According to the political scientists Keith T. Poole and Howard Rosenthal, who have devised a widely used system to measure the ideology of members of Congress, when Obama took office there was no ideological overlap between the two parties. In the House, the most conservative Democrat, Bobby Bright, of Alabama, was farther to the left than the most liberal Republican, Joseph Cao, of Louisiana. The same was true in the Senate, where the most conservative Democrat, Ben Nelson, of Nebraska, was farther to the left than the most liberal Republican, Olympia Snowe, of Maine. According to Poole and Rosenthal’s data, both the House and the Senate are more polarized today than at any time since the eighteen-nineties.
It isn’t just polarization that has afflicted Washington. It is ideological extremism that is largely to blame for the inaction of Congress in the face of the worst economic crisis since the Great Depression — what one scholar who has studied the problem refers to as “asymmetrical polarization.”
The Republican Party has drifted much farther to the right than the Democratic Party has drifted to the left. Jacob Hacker, a professor at Yale, whose 2006 book, “Off Center,” documented this trend, told me, citing Poole and Rosenthal’s data on congressional voting records, that, since 1975, “Senate Republicans moved roughly twice as far to the right as Senate Democrats moved to the left” and “House Republicans moved roughly six times as far to the right as House Democrats moved to the left.” In other words, the story of the past few decades is asymmetric polarization.
The use of 1975 as a baseline is a little strange. If Professor Hacker had used the year 1972 or even 1974 to plot his graph, he would have found a huge shift among Democrats to the far left as the ’75 “Watergate babies” — almost universally “New Left” liberals who replaced more moderate or conservative Democrats — would have substantially evened the gap between Democrats and the GOP in the House.
No matter. The point is made. For a large number of conservatives and many liberals who are being taunted with the epithet “RINO” or “DINO,” the fact remains that they have not left their party. Their party has left them. Those who can’t stomach the extremism, the obstructionism, the radicalism of the neo-liberals and Tea Party conservatives who both seek to hammer each other into the ground on a daily basis are largely left on the outside, viewing the slow-motion train wreck that politics has become with a feeling of abject helplessness.

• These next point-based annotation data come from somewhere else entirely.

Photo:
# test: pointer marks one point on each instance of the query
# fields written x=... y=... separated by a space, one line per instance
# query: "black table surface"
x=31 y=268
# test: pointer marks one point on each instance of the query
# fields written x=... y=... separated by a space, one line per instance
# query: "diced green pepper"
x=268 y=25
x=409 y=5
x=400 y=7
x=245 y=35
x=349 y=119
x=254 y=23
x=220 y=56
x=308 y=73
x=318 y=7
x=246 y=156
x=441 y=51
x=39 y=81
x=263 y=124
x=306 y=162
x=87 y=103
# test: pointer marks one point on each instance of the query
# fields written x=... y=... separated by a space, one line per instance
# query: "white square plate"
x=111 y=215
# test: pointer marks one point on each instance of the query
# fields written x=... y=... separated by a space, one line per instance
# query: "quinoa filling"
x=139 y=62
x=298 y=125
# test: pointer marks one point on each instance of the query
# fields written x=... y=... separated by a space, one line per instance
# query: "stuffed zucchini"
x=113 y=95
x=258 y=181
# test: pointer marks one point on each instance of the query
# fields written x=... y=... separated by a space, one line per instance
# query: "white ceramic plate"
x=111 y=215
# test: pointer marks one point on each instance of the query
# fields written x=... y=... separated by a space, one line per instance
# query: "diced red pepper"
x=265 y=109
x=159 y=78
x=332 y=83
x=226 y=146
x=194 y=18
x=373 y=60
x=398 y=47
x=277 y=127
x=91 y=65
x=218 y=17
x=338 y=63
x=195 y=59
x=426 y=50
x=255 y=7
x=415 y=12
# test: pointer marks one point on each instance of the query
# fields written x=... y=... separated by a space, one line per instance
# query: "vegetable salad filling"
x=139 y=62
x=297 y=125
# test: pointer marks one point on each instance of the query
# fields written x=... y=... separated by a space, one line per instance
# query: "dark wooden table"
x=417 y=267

It’s not a question of “moderates” not holding power. One can be liberal or conservative and be pragmatic enough to work with the other side on the big issues of the day. The problem is, pragmatism is dead — killed by the excessively ideological base of both parties who view compromise as treason, and comity as cowardice. Both sides are so besotted with a warped and tangled view of each other that they occasionally — unintentionally — provide comic relief for our political culture.
The debt ceiling deal reached by President Obama and Speaker Boehner is one such example of a mirthful interlude. Both sides screamed bloody murder that their guy had botched it and had been taken by the other. It would do no good to point out that it would have been impossible for both sides to be “taken” on any one deal, so one side has to be in error. Guessing which one means that you will be acknowledged a genius by 50% of the extremists from both parties.
This kind of idiocy aside, the lack of pragmatism in both parties means that even the formerly simple tasks of government become ideological mountains to climb. Back in the good old days when Congress was made up of sane crooks and charlatans, the president’s appointments were mostly pro-forma exercises in governance. Cabinet secretaries, undersecretaries, and assistant secretaries were supported (or at least, unopposed) by the opposition as a matter of course. The president was not begrudged the courtesy of being able to pick his own people. Judges — unless they were closet cases or rabid racists (and even then they were sometimes given a pass) — were confirmed by voice vote or desultory roll calls with few dissenting votes.
Today, both parties go to war over federal judges, undersecretaries, ambassadors, and other appointees as if the fate of the republic hung on whether an appointee was too far left or right. Democrats did it to Bush as much as Republicans have done it to Obama. The process is broken and the consequences are a hobbled government at all levels. Whatever efforts to achieve a pragmatic solution — such as the “Gang of 14″ who came to an agreement in 2007 regarding some of President Bush’s judicial appointees — are derided by both sides, undermined, and then destroyed by partisan sniping.
If one defines pragmatism as viewing the world as it is, prioritizing what’s important, and recognizing the validity and good faith of the other side in order to work together to solve problems, then there is a gravestone somewhere on Capitol Hill that might read:
Here lies the remains of pragmatic politics. Killed by excessive ideology and rank partisanship. Survived by the American republic — but for how long, no one can say.